Trisha is sweet but seems helpless. She hasn’t a clue how to buy a sim card, cook a meal or light a cigarette. This will inevitably lead her to finding a boyfriend within the first few weeks of her landing in the country. She will of course then proceed to proclaim him as the love of her life (until the next one comes along). You stopped inviting her out because she is always busy with said boyfriend or alternatively, always late. Trisha might use an Islamic prayer rug as a welcome mat by the front door and wears prayer beads, as decorative necklaces. She loves Kuwait (and Arabs) and enjoys having a variety of new experiences but doesn’t attempt to integrate.
Somehow, even early in the morning, she always looks like she has had a rough day. Trisha is the poster child for why you shouldn’t move abroad, purely for fear of turning into her.
Vincent is your go-to person. Where to get the cheapest classroom supplies? Ask Vincent. How to lease a car? Ask Vincent. He has been in Kuwait since before the Gulf War and knows exactly how the health care system works, can hold a conversation in Arabic and never needs Google Maps to guide him. He knows the city he is living in like the back of his hand, and he is a go-to source of information on the best places to eat, drink, and smoke shisha. Vincent has lived in various other countries before coming to Kuwait and considers being a foreigner his status quo. As a result he is very easy-going and nothing can really shock them – not high prices, not crazy travel stories. He has heard, seen and done it all before.
Vincent is usually the person who takes you under his wing for the first few weeks after you arrival, taking you to buy a sim card, showing you where the supermarket is and helping you exchange money. Although you guys may not become BFFs, you will always be grateful to him for sharing his wealth of knowledge with you.
You’ve been at work for a week or two.

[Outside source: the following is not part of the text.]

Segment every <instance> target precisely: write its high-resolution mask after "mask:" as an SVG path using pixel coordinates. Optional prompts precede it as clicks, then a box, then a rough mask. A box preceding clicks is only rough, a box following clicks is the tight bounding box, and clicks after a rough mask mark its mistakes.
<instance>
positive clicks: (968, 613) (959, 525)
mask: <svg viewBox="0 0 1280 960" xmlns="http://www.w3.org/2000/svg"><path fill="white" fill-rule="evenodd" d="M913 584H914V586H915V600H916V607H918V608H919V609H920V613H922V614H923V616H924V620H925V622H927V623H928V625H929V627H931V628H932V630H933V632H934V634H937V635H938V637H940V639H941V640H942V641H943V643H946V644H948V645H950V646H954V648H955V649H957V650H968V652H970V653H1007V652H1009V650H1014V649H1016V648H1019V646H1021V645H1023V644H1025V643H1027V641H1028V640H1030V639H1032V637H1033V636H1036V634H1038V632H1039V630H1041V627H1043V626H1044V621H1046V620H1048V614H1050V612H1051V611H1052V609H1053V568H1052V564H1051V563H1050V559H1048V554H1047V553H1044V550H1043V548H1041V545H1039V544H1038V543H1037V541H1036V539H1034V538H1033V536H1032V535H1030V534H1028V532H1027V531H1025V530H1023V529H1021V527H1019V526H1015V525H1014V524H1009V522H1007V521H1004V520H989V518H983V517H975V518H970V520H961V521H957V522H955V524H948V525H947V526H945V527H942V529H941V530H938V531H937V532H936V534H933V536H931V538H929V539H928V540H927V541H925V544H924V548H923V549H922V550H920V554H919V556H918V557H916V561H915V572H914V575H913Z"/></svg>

The initial excitement and general feeling of exhaustion is finally dissipating and you’re settling into your new job smoothly. One day you go to the cafeteria to buy a sandwich and someone bumps into you. Thinking its a student, you turn around to give them a mouthful on manners only to discover Leo…
For a second you’re confused; you stop breathing and you just stand there with your mouth open because Leo looks exactly like the husband you left back home! As he apologizes politely with a sublime accent, you stop staring at his defined cheekbones and finally close your open mouth. You manage to utter something that sounds distinctly Hungarian (a language you don’t speak) and scuttle off timidly, preparing to starve or borrow food from a colleague who takes pity on you. You also vow to avoid Leo for the foreseeable future but as the weeks roll on, you see him more than any other colleague at your school.
By now you are asking what kind of expat is Expat Panda? Well:
This is where I find myself. Sometimes I wear a bikini and sometimes I cover my hair. Sometimes I spend a lot of time in my apartment, blogging or skyping with Fox back home. I try to speak Arabic and use local hand gestures to insult bad drivers. So I’m a blend in.
Lonely yet eager to experience the personal growth of living in a new place. Embracing local culture yet unable to entirely shrug off my own. Eating as much fatayer as possible while also craving burgers. Watching Bollywood movies by day and listening to Arabic music at night.
The Chameleon loves where she came from and loves where she is now. But she realizes that for all the gains in embracing a new culture, she has also lost an intimate belonging in her home culture. For the chameleon, that’s okay, it’s all part of the adventure!
When you move abroad, keep your expectations real. Don’t imagine for a moment that because you’re there, and other expats are there, you’re all like-minded. Chances are, you’re not and you will gravitate toward those who don’t bring you down with negativity and homesickness. Although you may have to be civil to everyone, you don’t have to be everyone’s friend!